For my money, though, I think there are at least two reasons why it would be foolish simply to deride or ignore Gata. Firstly, some of its points have at least a grain of truth. Even if you find it hard to believe that central bankers would be dastardly enough to create a plot – or competent enough to do what Gata claims – the fact is that global commodity markets are pretty murky, central banks are often opaque and western rhetoric about “free” markets is often hypocritical. Those issues merit far more debate, not just among journalists, but central bankers too.

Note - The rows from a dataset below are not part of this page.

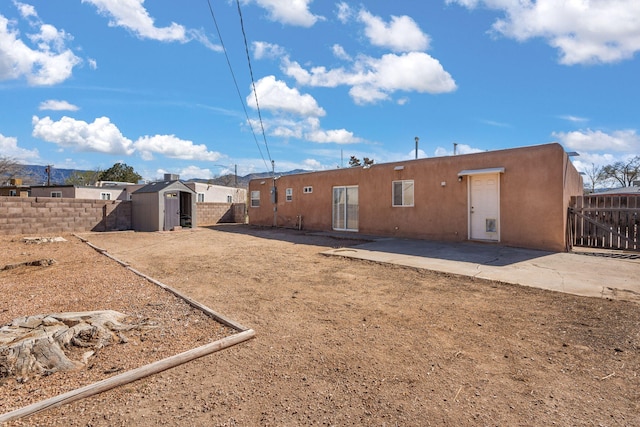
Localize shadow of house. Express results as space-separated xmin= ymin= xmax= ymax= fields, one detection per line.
xmin=131 ymin=180 xmax=196 ymax=231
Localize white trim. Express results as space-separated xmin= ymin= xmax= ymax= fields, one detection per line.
xmin=458 ymin=167 xmax=505 ymax=177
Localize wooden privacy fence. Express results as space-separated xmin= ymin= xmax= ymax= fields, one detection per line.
xmin=568 ymin=195 xmax=640 ymax=251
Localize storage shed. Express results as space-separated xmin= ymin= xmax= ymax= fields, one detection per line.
xmin=131 ymin=179 xmax=196 ymax=231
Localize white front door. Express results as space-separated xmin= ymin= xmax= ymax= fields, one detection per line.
xmin=469 ymin=174 xmax=500 ymax=241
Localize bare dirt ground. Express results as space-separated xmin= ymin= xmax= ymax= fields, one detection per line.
xmin=1 ymin=224 xmax=639 ymax=426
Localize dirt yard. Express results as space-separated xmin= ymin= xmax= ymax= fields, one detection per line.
xmin=1 ymin=225 xmax=639 ymax=426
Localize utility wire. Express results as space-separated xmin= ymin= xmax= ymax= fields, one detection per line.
xmin=206 ymin=0 xmax=271 ymax=174
xmin=234 ymin=0 xmax=273 ymax=170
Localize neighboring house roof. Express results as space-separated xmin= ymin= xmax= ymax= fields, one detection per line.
xmin=595 ymin=186 xmax=640 ymax=195
xmin=133 ymin=180 xmax=196 ymax=194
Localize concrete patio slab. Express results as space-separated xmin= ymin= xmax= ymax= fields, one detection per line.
xmin=321 ymin=237 xmax=640 ymax=303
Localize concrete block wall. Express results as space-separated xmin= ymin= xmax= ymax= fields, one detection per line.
xmin=0 ymin=196 xmax=132 ymax=235
xmin=196 ymin=202 xmax=246 ymax=226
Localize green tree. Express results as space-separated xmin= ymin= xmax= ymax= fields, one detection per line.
xmin=602 ymin=156 xmax=640 ymax=187
xmin=65 ymin=169 xmax=103 ymax=186
xmin=348 ymin=156 xmax=374 ymax=167
xmin=98 ymin=162 xmax=142 ymax=183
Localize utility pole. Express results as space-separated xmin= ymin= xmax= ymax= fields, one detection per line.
xmin=415 ymin=136 xmax=419 ymax=159
xmin=271 ymin=160 xmax=277 ymax=227
xmin=45 ymin=165 xmax=51 ymax=186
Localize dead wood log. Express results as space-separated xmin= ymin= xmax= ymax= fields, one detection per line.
xmin=0 ymin=311 xmax=141 ymax=383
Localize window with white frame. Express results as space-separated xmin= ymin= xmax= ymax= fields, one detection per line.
xmin=100 ymin=192 xmax=111 ymax=200
xmin=197 ymin=193 xmax=205 ymax=202
xmin=303 ymin=186 xmax=313 ymax=194
xmin=227 ymin=195 xmax=233 ymax=203
xmin=51 ymin=191 xmax=62 ymax=198
xmin=392 ymin=180 xmax=414 ymax=207
xmin=251 ymin=190 xmax=260 ymax=207
xmin=285 ymin=188 xmax=293 ymax=202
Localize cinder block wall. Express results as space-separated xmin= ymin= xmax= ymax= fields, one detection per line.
xmin=196 ymin=203 xmax=246 ymax=225
xmin=0 ymin=196 xmax=131 ymax=235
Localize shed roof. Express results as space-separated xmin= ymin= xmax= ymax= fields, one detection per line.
xmin=595 ymin=185 xmax=640 ymax=195
xmin=133 ymin=180 xmax=196 ymax=194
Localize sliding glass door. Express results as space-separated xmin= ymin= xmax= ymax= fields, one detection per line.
xmin=332 ymin=186 xmax=358 ymax=231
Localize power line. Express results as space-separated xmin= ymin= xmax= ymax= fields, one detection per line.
xmin=234 ymin=0 xmax=273 ymax=169
xmin=205 ymin=0 xmax=272 ymax=174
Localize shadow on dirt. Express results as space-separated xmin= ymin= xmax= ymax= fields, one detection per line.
xmin=204 ymin=224 xmax=553 ymax=267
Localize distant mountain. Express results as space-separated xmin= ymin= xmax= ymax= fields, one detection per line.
xmin=17 ymin=165 xmax=311 ymax=188
xmin=19 ymin=165 xmax=85 ymax=186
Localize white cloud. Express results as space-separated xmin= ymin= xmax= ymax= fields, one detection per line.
xmin=284 ymin=52 xmax=456 ymax=105
xmin=83 ymin=0 xmax=187 ymax=41
xmin=306 ymin=128 xmax=359 ymax=144
xmin=14 ymin=2 xmax=37 ymax=20
xmin=168 ymin=165 xmax=215 ymax=180
xmin=0 ymin=133 xmax=39 ymax=162
xmin=249 ymin=116 xmax=362 ymax=145
xmin=335 ymin=2 xmax=353 ymax=24
xmin=447 ymin=0 xmax=640 ymax=65
xmin=552 ymin=129 xmax=640 ymax=152
xmin=559 ymin=115 xmax=588 ymax=123
xmin=83 ymin=0 xmax=220 ymax=50
xmin=479 ymin=119 xmax=510 ymax=128
xmin=133 ymin=135 xmax=222 ymax=162
xmin=0 ymin=14 xmax=81 ymax=85
xmin=248 ymin=0 xmax=323 ymax=27
xmin=434 ymin=143 xmax=484 ymax=157
xmin=332 ymin=44 xmax=351 ymax=61
xmin=247 ymin=75 xmax=326 ymax=117
xmin=88 ymin=58 xmax=98 ymax=69
xmin=253 ymin=41 xmax=286 ymax=60
xmin=32 ymin=115 xmax=135 ymax=155
xmin=39 ymin=100 xmax=80 ymax=111
xmin=358 ymin=9 xmax=430 ymax=52
xmin=302 ymin=158 xmax=322 ymax=170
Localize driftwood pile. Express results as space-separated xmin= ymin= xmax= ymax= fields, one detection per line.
xmin=0 ymin=311 xmax=142 ymax=383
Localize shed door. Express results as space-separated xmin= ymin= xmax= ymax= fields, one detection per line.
xmin=469 ymin=174 xmax=500 ymax=241
xmin=164 ymin=192 xmax=180 ymax=231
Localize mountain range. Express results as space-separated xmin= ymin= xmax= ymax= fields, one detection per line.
xmin=18 ymin=165 xmax=311 ymax=188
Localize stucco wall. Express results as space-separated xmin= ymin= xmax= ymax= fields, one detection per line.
xmin=248 ymin=143 xmax=583 ymax=252
xmin=0 ymin=196 xmax=131 ymax=235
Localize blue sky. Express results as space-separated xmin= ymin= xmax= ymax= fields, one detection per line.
xmin=1 ymin=0 xmax=639 ymax=183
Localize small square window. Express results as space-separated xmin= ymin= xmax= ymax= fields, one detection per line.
xmin=285 ymin=188 xmax=293 ymax=202
xmin=227 ymin=195 xmax=233 ymax=203
xmin=100 ymin=192 xmax=111 ymax=200
xmin=197 ymin=193 xmax=205 ymax=202
xmin=51 ymin=191 xmax=62 ymax=198
xmin=392 ymin=180 xmax=414 ymax=207
xmin=251 ymin=190 xmax=260 ymax=207
xmin=303 ymin=186 xmax=313 ymax=194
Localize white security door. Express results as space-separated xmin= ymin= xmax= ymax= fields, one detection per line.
xmin=469 ymin=174 xmax=500 ymax=241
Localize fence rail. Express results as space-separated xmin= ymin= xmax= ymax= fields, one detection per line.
xmin=568 ymin=195 xmax=639 ymax=251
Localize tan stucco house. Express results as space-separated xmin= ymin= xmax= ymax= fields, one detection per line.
xmin=248 ymin=143 xmax=583 ymax=252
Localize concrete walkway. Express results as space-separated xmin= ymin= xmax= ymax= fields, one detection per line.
xmin=321 ymin=237 xmax=640 ymax=303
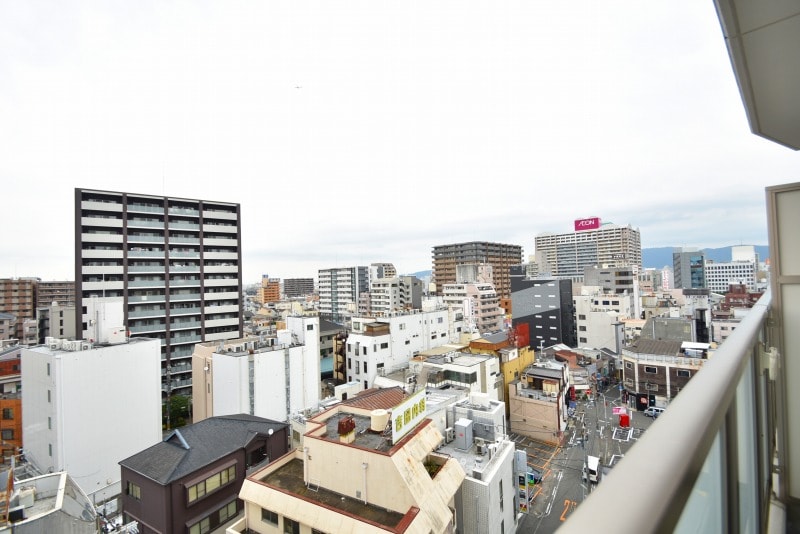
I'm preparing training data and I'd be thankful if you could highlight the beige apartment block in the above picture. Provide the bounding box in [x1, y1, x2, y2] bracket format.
[230, 394, 466, 534]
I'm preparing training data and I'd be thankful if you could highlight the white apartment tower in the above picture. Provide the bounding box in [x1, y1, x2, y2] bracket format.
[442, 282, 504, 334]
[317, 266, 369, 323]
[74, 188, 243, 398]
[534, 218, 642, 282]
[370, 275, 423, 316]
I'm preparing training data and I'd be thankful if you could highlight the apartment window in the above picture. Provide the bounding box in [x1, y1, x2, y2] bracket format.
[578, 326, 586, 332]
[499, 480, 504, 510]
[677, 369, 691, 378]
[363, 362, 367, 373]
[2, 408, 12, 420]
[126, 481, 141, 500]
[189, 518, 210, 534]
[644, 366, 658, 374]
[48, 444, 52, 457]
[261, 508, 278, 525]
[187, 465, 236, 503]
[578, 314, 586, 320]
[363, 380, 368, 389]
[47, 363, 50, 376]
[284, 517, 300, 534]
[48, 417, 52, 429]
[47, 390, 51, 403]
[307, 324, 313, 331]
[579, 337, 587, 343]
[625, 362, 633, 370]
[362, 347, 367, 356]
[399, 323, 406, 330]
[380, 342, 388, 349]
[347, 358, 351, 370]
[1, 430, 13, 441]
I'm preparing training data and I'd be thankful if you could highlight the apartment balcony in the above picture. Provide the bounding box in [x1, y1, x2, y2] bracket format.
[168, 206, 199, 217]
[81, 232, 123, 243]
[563, 184, 799, 532]
[169, 306, 201, 316]
[127, 203, 163, 214]
[204, 264, 237, 274]
[202, 209, 238, 221]
[81, 216, 123, 227]
[169, 293, 201, 302]
[127, 219, 164, 229]
[82, 249, 124, 259]
[128, 250, 165, 258]
[81, 200, 122, 212]
[204, 251, 238, 261]
[202, 223, 237, 233]
[167, 221, 200, 231]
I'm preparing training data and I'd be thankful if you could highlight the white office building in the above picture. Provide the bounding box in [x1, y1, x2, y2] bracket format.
[705, 260, 758, 293]
[534, 219, 642, 281]
[21, 335, 161, 502]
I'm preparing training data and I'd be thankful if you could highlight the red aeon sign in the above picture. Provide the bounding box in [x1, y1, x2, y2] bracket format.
[574, 217, 601, 231]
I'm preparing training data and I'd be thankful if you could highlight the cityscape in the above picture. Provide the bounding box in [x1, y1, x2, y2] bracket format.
[1, 2, 800, 534]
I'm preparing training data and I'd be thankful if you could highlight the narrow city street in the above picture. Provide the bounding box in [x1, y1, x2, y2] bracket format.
[513, 386, 656, 533]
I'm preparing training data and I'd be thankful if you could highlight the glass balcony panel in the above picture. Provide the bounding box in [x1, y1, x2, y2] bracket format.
[736, 362, 759, 534]
[675, 433, 724, 533]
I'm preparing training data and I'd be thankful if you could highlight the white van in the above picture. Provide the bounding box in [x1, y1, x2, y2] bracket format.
[644, 407, 665, 418]
[582, 455, 601, 483]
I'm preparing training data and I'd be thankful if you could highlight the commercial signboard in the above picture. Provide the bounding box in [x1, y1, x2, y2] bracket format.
[574, 217, 601, 231]
[391, 388, 427, 444]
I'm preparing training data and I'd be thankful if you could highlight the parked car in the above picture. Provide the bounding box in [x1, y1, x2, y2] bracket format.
[643, 407, 665, 418]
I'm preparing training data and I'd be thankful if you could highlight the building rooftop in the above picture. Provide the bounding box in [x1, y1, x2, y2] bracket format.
[256, 457, 408, 529]
[322, 412, 393, 452]
[120, 414, 287, 485]
[341, 387, 407, 411]
[626, 338, 684, 357]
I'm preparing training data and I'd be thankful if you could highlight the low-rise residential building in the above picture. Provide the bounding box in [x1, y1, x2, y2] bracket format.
[508, 360, 570, 446]
[120, 414, 289, 534]
[621, 339, 710, 409]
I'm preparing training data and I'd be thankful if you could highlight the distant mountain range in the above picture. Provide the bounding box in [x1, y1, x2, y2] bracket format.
[642, 245, 769, 269]
[407, 245, 769, 278]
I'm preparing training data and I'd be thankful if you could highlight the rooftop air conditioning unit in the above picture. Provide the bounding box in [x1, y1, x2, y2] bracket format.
[550, 391, 557, 397]
[445, 427, 455, 443]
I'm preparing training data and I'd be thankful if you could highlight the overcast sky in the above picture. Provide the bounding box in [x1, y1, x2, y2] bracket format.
[1, 1, 798, 284]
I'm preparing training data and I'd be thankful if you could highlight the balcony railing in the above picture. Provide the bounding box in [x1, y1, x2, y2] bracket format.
[562, 291, 778, 533]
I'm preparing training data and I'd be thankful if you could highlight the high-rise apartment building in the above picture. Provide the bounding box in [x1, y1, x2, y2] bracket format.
[432, 242, 523, 298]
[37, 280, 76, 307]
[283, 278, 315, 298]
[257, 275, 281, 304]
[74, 188, 243, 397]
[369, 275, 423, 316]
[0, 277, 39, 341]
[533, 218, 642, 282]
[672, 247, 707, 289]
[317, 266, 369, 323]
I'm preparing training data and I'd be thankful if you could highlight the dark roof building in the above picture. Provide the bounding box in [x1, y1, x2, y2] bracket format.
[119, 414, 289, 534]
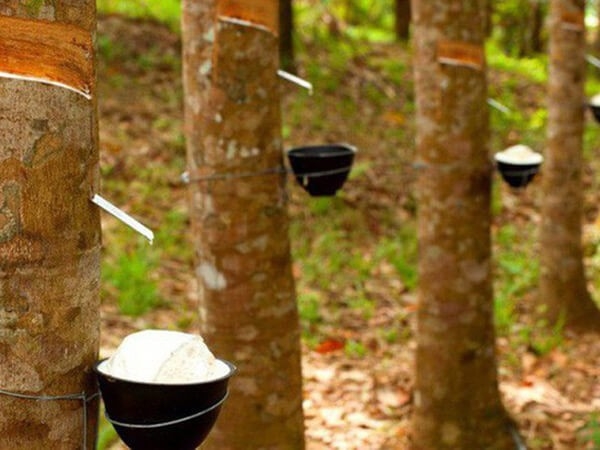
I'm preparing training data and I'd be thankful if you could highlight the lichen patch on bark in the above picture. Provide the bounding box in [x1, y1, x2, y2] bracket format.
[197, 262, 227, 290]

Secondly, even if western elites hate these gold conspiracy theories – in fact, especially if they do – they need to recognise that they tap into a deep cultural vein. Right now, many western voters are profoundly frightened about the economy. They are also confused by its unpredictable and mysterious nature. Consequently, the idea of a central bank “plot” packs an increasingly powerful emotional appeal, and voters are hungry for explanations and scapegoats. In that sense, the work of Gata might be seen as an echo of the cargo cults that anthropologists study in the Pacific islands: something that offers pattern and meaning amid terrifying disorder.
Whatever the “truth” behind these plot tales, the one thing that is clear is that these accusations are unlikely to disappear soon. Not, at least, while the world’s economy remains so unstable and terrifying for ordinary mortals. Or, possibly, until that gold price really soars.